By Feb. 1, the average American had already given up their well-intentioned New Year’s resolution. According to one study, we most often fall off the wagon because we lack the self-discipline to stay on track (per our own assessment), are too/busy or hectic to keep up with a new routine, or have crumbled under social pressure.
But it’s certainly not too late to resolve to make a change this year: We’ve identified five healthcare benefits resolutions that are both helpful and achievable and can make a world of difference in the health of your financial future.
- Max out your HSA
The average individual contributes $1,546 to their health savings account (HSA). Even if your employer contributes $648 (the average employer contribution, per Devenir), your account is likely still short of what the IRS allows for HSA individual contributions each year (the 2020 HSA limits are $3,550 for individuals and $7,100 for family). If you’re able to contribute more to your HSA, it makes financial sense to do so. These accounts are individually owned, and all funds carry over from year to year. That makes HSAs valuable as both a spending and a savings tool. And, with an HSA, you can adjust your contributions at any time during your plan year.
- Invest your HSA funds
Would you let your 401(k) funds go uninvested? Of course not! Though HSA investment balances are growing, the majority of HSA participants do not invest their HSA funds, even though history shows that the expected rate of return on mutual fund investments is much higher than an HSA’s standard interest rate. As a result, an HSA now rivals a 401(k) and an IRA for its investment and retirement-planning potential. If you’re among the 61 percent of Americans who feel investing is “scary or intimidating,” this is a good year to begin getting comfortable with it.

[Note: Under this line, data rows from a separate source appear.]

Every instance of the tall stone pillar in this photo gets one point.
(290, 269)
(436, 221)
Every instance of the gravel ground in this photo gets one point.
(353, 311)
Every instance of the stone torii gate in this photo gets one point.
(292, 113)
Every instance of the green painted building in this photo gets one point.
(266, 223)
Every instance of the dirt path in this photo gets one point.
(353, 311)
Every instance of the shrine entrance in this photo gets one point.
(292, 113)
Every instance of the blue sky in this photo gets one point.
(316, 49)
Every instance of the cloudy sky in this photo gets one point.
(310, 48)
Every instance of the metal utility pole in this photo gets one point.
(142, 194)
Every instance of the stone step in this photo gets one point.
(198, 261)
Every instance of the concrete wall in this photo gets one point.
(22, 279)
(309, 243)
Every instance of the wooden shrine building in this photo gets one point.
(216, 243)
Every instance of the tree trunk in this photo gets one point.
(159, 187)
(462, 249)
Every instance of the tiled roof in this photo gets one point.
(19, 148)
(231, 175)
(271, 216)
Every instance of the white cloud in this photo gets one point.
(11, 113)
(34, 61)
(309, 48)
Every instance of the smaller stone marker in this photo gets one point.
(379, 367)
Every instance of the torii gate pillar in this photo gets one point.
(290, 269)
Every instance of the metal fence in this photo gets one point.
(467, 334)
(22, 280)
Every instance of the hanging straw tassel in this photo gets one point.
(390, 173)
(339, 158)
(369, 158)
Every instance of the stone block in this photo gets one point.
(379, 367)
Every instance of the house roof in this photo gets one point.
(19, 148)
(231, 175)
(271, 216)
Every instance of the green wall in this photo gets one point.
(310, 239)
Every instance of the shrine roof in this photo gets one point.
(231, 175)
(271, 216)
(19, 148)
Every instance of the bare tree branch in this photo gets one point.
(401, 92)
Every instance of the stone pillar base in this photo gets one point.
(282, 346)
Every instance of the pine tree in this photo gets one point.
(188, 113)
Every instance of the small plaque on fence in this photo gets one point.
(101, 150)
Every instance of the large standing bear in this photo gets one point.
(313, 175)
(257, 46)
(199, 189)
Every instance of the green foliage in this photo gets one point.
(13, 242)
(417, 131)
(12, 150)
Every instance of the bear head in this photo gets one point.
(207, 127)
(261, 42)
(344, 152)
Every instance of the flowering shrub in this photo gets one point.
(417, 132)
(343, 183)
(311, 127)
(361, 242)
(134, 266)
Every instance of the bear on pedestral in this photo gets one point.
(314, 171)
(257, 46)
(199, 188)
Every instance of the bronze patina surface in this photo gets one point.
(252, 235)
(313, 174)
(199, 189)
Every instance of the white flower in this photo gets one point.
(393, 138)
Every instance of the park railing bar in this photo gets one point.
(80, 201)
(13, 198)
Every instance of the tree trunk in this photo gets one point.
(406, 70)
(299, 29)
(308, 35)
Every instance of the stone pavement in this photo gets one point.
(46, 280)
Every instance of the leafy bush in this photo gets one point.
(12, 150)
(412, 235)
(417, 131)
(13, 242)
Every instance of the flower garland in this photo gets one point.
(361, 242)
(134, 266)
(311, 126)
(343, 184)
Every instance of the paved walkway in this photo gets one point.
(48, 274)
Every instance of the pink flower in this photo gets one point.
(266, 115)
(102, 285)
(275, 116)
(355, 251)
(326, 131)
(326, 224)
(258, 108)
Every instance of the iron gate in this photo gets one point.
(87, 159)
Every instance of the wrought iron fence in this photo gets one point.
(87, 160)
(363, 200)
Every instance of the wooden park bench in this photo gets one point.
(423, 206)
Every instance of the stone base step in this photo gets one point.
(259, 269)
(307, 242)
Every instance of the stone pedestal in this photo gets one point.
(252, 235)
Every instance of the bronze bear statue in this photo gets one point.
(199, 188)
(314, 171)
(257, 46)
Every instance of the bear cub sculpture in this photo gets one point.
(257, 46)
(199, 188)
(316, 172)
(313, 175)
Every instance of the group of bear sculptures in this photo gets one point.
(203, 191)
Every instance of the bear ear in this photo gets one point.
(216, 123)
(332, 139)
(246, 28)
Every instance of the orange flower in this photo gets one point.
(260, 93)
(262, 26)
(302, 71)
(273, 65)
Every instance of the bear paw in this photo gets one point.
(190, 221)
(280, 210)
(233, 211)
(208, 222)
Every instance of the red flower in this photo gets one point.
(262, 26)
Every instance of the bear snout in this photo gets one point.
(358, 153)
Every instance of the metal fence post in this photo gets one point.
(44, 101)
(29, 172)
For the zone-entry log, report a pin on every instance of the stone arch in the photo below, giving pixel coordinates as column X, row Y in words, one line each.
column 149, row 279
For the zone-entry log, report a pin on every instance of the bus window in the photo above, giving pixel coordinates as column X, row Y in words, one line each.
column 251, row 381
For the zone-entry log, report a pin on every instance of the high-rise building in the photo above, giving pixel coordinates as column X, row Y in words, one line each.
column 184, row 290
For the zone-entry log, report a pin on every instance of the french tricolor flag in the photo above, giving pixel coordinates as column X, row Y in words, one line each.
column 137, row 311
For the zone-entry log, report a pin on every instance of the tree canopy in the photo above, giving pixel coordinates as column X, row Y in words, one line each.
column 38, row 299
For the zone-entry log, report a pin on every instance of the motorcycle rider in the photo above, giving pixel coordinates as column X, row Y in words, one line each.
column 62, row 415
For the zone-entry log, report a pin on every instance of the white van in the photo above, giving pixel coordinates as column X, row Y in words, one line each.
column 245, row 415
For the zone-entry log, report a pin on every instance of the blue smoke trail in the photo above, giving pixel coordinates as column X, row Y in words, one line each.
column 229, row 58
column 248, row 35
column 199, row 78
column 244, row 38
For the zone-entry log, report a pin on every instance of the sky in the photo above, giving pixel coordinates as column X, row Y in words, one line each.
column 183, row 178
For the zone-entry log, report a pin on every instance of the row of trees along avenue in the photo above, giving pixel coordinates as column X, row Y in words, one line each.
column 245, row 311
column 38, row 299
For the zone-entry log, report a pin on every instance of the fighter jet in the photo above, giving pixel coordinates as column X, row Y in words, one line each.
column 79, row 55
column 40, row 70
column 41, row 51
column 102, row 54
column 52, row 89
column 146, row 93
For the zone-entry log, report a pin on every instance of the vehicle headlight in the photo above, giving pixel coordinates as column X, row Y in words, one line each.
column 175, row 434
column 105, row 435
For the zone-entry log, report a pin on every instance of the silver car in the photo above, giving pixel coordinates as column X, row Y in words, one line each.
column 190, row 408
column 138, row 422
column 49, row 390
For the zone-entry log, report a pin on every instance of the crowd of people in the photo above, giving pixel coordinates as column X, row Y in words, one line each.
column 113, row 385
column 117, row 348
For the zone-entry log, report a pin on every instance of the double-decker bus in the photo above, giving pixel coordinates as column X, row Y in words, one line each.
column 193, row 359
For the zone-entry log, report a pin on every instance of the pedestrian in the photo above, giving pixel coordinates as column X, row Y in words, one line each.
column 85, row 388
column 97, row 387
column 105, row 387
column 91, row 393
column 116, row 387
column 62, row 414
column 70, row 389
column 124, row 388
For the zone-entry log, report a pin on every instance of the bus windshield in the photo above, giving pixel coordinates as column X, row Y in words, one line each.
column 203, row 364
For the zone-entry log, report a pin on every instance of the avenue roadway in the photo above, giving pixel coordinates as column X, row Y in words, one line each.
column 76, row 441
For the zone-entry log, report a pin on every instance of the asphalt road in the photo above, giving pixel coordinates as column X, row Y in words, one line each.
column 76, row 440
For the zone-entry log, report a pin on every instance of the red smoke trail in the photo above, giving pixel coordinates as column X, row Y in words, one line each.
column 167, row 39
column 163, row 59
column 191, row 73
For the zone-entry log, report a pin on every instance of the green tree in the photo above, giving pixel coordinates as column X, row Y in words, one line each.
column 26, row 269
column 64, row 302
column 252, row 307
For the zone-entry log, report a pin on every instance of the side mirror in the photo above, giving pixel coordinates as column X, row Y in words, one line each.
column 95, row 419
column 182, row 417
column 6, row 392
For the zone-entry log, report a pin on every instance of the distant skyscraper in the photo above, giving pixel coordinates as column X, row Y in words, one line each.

- Take advantage of employer HSA and 401(k) matches
Does your employer offer a match of your 401(k) and/or HSA contributions each year? Most employers match a percentage of 401(k) contributions, while two-thirds of employers contribute money to employees’ HSAs or health reimbursement arrangements (HRAs). At the very least, consider contributing enough to your 401(k) and HSA or HRA to collect the employer matches on those accounts, since that’s basically free money you can use for your healthcare and/or retirement-planning needs.
- Spend down your FSA funds
If you participate in a flexible spending account (FSA) that aligns with the calendar year, then Dec. 31 was the last day of your plan year. However, many FSAs have a grace period, which can give you up to an additional 2.5 months after a plan year ends to incur expenses. Since FSAs are a use-or-lose account, you should resolve to take a look at your FSA balance, see when your plan year ends and spend down your FSA balance before your plan year expires.
- Get education about your benefits
A lack of understanding in the differences between employee benefits offerings is often a big participation barrier. For example, a recent report found that half of employees surveyed needed help making sense of health jargon. And 50 percent also said they had trouble understanding the differences between all of the health spending accounts.